Regardless of processing paradigm, data observability remains critical. Modern platforms must provide:

  • Real-time alerting for pipeline failures and data anomalies

  • Data freshness monitoring across sources and destinations

  • Lineage tracking for compliance and debugging

  • Quality validation integrated into pipeline execution

Integrate.io's free data observability platform provides customizable alerts without requiring adoption of other platform components—a unique approach to ensuring data reliability across any ETL architecture.

Frequently Asked Questions

What is the main difference between batch and streaming ETL?

Batch ETL processes data in scheduled intervals (hourly, daily, weekly), making it ideal for historical analytics and reporting. Streaming ETL processes data continuously with sub-minute latency, supporting operational use cases like fraud detection and real-time dashboards. Most enterprises need both capabilities—batch for analytical workloads and streaming for operational systems requiring immediate insights.

Can one ETL tool handle both batch and streaming data effectively?

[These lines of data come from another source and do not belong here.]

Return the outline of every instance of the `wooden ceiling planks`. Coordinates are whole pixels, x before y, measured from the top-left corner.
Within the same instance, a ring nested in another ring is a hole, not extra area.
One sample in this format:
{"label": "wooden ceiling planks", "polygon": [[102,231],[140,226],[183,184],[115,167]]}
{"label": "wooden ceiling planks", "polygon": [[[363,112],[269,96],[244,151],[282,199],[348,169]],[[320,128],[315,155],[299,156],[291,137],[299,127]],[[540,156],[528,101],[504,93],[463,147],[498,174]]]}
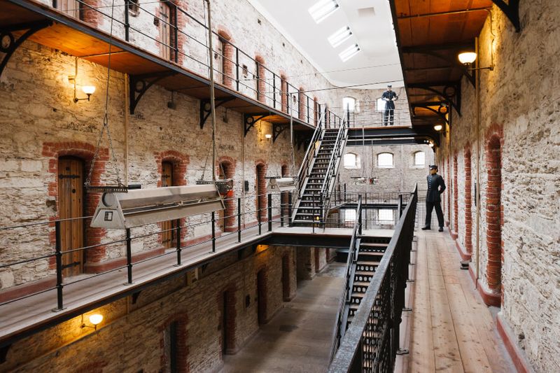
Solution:
{"label": "wooden ceiling planks", "polygon": [[[489,8],[492,5],[491,0],[394,0],[393,17],[396,19],[401,62],[411,106],[439,102],[444,99],[409,85],[430,85],[443,90],[444,86],[433,83],[461,80],[463,71],[456,55],[459,50],[470,50],[470,44],[474,46],[475,37],[479,34],[488,15],[484,9],[473,10]],[[462,47],[463,45],[465,47]],[[441,48],[437,48],[438,45]],[[413,125],[441,121],[437,114],[421,108],[416,109],[416,115],[412,118]]]}

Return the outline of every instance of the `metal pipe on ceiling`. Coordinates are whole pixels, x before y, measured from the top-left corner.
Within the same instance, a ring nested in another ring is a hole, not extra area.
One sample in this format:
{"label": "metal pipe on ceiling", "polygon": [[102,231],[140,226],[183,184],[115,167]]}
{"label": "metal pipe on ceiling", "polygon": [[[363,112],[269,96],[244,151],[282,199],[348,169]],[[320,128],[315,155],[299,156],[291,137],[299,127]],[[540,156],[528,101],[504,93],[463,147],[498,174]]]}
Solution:
{"label": "metal pipe on ceiling", "polygon": [[436,17],[438,15],[451,15],[454,14],[463,14],[463,13],[472,13],[472,12],[479,12],[481,10],[489,10],[491,9],[491,7],[486,7],[486,8],[474,8],[472,9],[465,9],[463,10],[449,10],[447,12],[437,12],[433,13],[424,13],[424,14],[416,14],[414,15],[401,15],[400,17],[397,17],[398,20],[410,20],[411,18],[424,18],[426,17]]}

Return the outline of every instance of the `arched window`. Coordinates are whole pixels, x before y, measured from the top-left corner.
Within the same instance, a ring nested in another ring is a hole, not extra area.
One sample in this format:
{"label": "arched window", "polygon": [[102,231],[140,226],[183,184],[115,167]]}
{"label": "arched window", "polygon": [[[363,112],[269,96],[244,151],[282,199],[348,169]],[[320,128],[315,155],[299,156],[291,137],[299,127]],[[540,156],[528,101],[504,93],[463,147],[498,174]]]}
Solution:
{"label": "arched window", "polygon": [[426,153],[422,151],[414,153],[414,166],[426,165]]}
{"label": "arched window", "polygon": [[354,153],[347,153],[344,157],[344,168],[346,169],[358,169],[360,168],[360,156]]}
{"label": "arched window", "polygon": [[342,110],[348,110],[351,112],[358,112],[358,103],[354,97],[344,97],[342,99]]}
{"label": "arched window", "polygon": [[392,169],[395,167],[393,163],[393,155],[390,153],[380,153],[377,155],[377,167],[385,169]]}

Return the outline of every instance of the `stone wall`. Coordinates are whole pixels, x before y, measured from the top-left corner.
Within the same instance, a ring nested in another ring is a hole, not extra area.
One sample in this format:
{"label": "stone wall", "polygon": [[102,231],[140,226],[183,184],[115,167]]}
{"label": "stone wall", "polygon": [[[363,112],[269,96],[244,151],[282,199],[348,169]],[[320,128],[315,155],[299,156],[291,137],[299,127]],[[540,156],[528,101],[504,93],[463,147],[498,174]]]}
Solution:
{"label": "stone wall", "polygon": [[[439,159],[446,164],[446,181],[457,174],[456,186],[448,189],[454,195],[444,202],[451,213],[446,220],[458,233],[460,251],[468,252],[472,242],[470,272],[478,274],[483,298],[501,307],[515,348],[535,370],[557,372],[560,7],[552,0],[536,5],[520,2],[519,33],[494,6],[493,22],[486,20],[479,39],[479,66],[494,64],[493,71],[480,73],[479,135],[475,90],[463,80],[463,115],[454,113]],[[477,257],[475,188],[480,194]],[[456,211],[449,208],[454,199]]]}
{"label": "stone wall", "polygon": [[[414,154],[424,152],[424,165],[414,164]],[[345,168],[341,164],[339,185],[348,192],[412,192],[418,183],[419,195],[424,195],[428,168],[433,164],[434,153],[427,145],[399,145],[390,146],[346,146],[344,154],[353,153],[359,157],[359,168]],[[393,155],[392,167],[379,167],[377,156],[380,153]],[[344,159],[343,159],[344,161]],[[365,183],[358,178],[365,177]],[[370,179],[374,179],[370,184]],[[422,194],[424,193],[424,194]]]}
{"label": "stone wall", "polygon": [[[111,303],[13,344],[0,365],[13,372],[158,372],[165,370],[164,335],[178,322],[179,372],[209,372],[223,364],[222,328],[227,328],[227,351],[234,353],[258,331],[257,273],[265,271],[266,315],[282,306],[282,259],[288,258],[290,297],[295,295],[294,249],[248,248],[242,258],[234,253],[204,271],[199,279],[168,280],[132,297]],[[223,325],[223,293],[228,293],[227,325]],[[82,328],[94,313],[104,316],[98,330]]]}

Yes, several modern platforms support both paradigms. Integrate.io provides batch processing with 60-second CDC intervals for near-real-time use cases. Estuary Flow offers true sub-second streaming combined with batch support. Google Cloud Dataflow and Databricks Delta Live Tables also unify both processing types. However, organizations with strict sub-second requirements may still need specialized streaming infrastructure like Apache Kafka.

Why is Change Data Capture (CDC) important for streaming ETL?

CDC captures only changed data from source systems rather than full table scans, dramatically reducing data movement and enabling near-real-time synchronization. Integrate.io's CDC capabilities provide sub-60-second replication intervals, making it possible to power operational analytics and maintain data consistency across systems without the complexity of full streaming architectures.

How does a low-code ETL tool benefit non-technical users?

Low-code platforms like Integrate.io enable business users and analysts to build data pipelines through visual interfaces with 220+ pre-built transformations, reducing dependency on scarce data engineering resources. This accelerates time-to-value while maintaining enterprise governance standards. Technical teams can still use code-based approaches when needed, providing flexibility across skill levels.

What security considerations are crucial for ETL tools handling sensitive data?

Enterprise ETL platforms must provide end-to-end encryption, role-based access controls, and comprehensive audit trails meeting regulatory requirements. Integrate.io maintains compliance with SOC 2, GDPR, HIPAA, and CCPA with encryption in transit and at rest. Critically, Integrate.io acts as a pass-through layer, meaning your data is never stored on their systems—reducing security exposure while maintaining full pipeline functionality.